Latin Son’s repertory contained dance tunes from the late 50s to 60s. Mambo Numer 5, Cherry Pink, Ipanema Girl, Sonsonete, and a hefty set of Latin Rock. At bases such as Phu Bai, Hue, Marble Mountain, and Hoi An, the band served up mambo, bolero, cha-cha-cha, and some of the new charanga styles of the inner-city Latino enclaves in Manhattan. Some Latin jazz from Chicago, or Hoboken. Ballads and swings from Puerto Rico, Cuba, and Colombia. Also, some mariachi euphoria to make Captain Cardenas happy.
Duquel remembered how seasoned foot soldiers and artillerymen at firebases north, west, and south of Da Nang, fell for the swing.
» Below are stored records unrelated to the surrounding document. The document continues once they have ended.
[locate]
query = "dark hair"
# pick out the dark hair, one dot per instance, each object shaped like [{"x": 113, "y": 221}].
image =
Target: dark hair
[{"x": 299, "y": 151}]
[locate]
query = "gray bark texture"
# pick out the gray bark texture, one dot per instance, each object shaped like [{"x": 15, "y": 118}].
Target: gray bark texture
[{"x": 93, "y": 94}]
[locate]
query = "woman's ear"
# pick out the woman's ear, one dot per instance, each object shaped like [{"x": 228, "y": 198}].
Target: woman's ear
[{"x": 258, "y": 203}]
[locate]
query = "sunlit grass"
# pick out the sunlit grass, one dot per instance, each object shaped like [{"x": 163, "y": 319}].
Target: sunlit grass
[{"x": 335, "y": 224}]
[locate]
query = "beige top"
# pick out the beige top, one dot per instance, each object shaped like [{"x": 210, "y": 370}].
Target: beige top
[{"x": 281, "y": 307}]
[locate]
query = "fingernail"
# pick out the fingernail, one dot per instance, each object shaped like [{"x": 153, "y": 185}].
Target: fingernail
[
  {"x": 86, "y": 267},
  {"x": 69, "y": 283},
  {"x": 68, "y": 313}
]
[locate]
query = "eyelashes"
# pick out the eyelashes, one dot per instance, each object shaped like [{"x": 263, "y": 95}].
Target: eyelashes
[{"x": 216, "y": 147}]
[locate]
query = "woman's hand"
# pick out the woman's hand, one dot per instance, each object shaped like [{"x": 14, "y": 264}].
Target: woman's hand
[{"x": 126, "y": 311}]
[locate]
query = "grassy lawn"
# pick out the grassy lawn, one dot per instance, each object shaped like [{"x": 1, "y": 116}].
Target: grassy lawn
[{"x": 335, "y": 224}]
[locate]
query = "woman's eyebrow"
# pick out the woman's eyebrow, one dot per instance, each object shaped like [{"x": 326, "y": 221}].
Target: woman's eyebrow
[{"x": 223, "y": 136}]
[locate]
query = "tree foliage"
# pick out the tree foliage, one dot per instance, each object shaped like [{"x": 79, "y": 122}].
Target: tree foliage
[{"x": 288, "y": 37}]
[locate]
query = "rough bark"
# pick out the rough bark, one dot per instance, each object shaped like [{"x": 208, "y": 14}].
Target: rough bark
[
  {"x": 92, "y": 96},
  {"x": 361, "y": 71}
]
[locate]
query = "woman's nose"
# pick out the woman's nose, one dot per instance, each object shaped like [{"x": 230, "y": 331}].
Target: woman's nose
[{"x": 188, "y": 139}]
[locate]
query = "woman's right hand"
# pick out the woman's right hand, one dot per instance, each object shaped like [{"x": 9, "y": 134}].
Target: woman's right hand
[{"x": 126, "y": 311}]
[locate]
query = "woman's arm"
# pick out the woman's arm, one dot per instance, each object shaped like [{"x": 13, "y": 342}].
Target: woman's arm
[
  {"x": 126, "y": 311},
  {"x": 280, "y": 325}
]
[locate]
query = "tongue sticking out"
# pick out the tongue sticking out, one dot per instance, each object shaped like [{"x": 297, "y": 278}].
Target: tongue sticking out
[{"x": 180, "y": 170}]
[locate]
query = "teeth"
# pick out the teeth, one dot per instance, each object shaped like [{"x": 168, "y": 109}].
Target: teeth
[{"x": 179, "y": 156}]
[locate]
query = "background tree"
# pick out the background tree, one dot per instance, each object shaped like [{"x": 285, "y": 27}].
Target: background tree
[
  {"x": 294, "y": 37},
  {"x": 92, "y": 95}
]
The new arrivals at troop replacement depots also joined in. The war-weary grunts stomped, clapped, and danced on the sands of China Beach and other venues, many not recognizing the lyrics but crazy about the beat. From atop the rustic bandstands, Ulises stared at the upbeat faces of the new arrivals as they probably imagined their Vietnam tour to be a year-long musical wallop. The old grunts knew better but appreciated the tuneful respite from the gruel and dread of long-range patrols, death, or injury in the field.
Yet, romp is a rare bird in a war theater. Soon, Latin Son won a death warrant. During a Solstice Day tour at another secretive Tan Son Nhut airport compound in late June of that year, a gung-ho naval commander from Saigon’s Pentagon East took issue with Cardena’s musical fancy. He questioned why Army infantry soldiers in dungarees, hippie garb and no military haircuts were tooting horns and beating drums instead of hunting Viet Cong guerrillas. The officer had recently deployed to Nam after a tense Missile Crisis tour at the Guantanamo Base in Cuba. He was thus not too keen on Latino rollicking ways. It reeked too much of Revolutionary Cuba to the commander’s ears.
On his orders, Latino Son disbanded. At least, for a few weeks. Soon Cardenas, out of pure cojones, repurposed Latin Son as a tactical device to pick out Viet Cong sympathizers in the rebel areas of Central Vietnam. To Duquel’s distress, the groovy band surreptitiously morphed into a shadowy military intel mission. A perilous ploy for all involved.